1.3.4Investor’s Conditions to Fourth Closing. The obligations of the Investor hereunder in connection with the Fourth Closing are subject to the following conditions being met or waived in writing by the investor:

 

(i)the conditions set forth in Sections 1.3.1 and 1.3.2 shall have been satisfied;

 

(ii)there shall have been no material breach by the Company of any obligations, covenants and agreements under the Transaction Documents and no existing event which, with the passage of time or the giving of notice, would constitute a material breach under the Transaction Documents;

 

1.3.5the delivery or satisfaction by the Company of the items set forth in Section 1.2.1 and Section 1.1(ii) of this Agreement with respect to the Fourth Closing; and

 

1.3.6Investor’s Conditions to Fifth Closing.
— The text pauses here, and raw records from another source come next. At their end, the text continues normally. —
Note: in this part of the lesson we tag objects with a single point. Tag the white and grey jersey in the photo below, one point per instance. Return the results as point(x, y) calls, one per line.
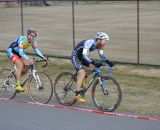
point(81, 51)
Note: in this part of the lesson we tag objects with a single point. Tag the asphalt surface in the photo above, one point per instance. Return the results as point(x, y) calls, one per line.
point(21, 116)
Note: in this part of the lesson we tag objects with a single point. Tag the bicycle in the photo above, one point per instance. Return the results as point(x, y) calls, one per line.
point(39, 87)
point(106, 92)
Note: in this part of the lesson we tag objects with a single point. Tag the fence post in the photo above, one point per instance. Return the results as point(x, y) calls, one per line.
point(138, 51)
point(22, 17)
point(73, 24)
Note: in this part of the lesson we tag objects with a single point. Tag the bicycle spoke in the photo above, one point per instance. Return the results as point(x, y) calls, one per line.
point(64, 88)
point(7, 84)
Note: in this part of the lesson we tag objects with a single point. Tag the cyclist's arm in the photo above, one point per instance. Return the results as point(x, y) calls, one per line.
point(85, 52)
point(37, 50)
point(20, 48)
point(102, 55)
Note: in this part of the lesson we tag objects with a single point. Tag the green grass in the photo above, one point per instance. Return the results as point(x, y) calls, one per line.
point(140, 85)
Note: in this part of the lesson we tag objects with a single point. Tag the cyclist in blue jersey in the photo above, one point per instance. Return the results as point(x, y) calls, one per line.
point(80, 57)
point(19, 58)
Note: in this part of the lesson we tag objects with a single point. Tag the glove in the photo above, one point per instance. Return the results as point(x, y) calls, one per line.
point(111, 64)
point(97, 64)
point(46, 60)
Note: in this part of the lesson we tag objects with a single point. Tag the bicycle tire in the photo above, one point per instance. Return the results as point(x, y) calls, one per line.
point(108, 105)
point(65, 95)
point(7, 91)
point(44, 93)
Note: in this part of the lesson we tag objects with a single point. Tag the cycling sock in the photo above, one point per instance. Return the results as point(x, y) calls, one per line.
point(78, 92)
point(18, 83)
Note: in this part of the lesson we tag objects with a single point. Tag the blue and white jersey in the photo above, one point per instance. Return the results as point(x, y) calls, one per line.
point(82, 50)
point(21, 43)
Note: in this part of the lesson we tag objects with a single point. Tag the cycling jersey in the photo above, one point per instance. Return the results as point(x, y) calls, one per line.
point(80, 54)
point(19, 45)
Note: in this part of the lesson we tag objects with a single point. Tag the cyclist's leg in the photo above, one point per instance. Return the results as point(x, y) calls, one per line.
point(24, 70)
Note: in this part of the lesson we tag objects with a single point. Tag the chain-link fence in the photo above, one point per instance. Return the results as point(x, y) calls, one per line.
point(63, 23)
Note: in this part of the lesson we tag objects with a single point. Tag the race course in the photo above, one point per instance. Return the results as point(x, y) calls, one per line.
point(22, 115)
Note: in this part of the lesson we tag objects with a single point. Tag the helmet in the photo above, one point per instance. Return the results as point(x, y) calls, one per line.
point(32, 33)
point(102, 36)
The obligations of the Investor hereunder in connection with the Fifth Closing are subject to the following conditions being met or waived in writing by the investor:

 

(i)the conditions set forth in Sections 1.3.1 and 1.3.2 shall have been satisfied;

 

(ii)there shall have been no material breach by the Company of any obligations, covenants and agreements under the Transaction Documents and no existing event which, with the passage of time or the giving of notice, would constitute a material breach under the Transaction Documents; and

 

(iii)the delivery or satisfaction by the Company of the items set forth in Section 1.2.1 and Section 1.1(iii) of this Agreement with respect to the Fifth Closing.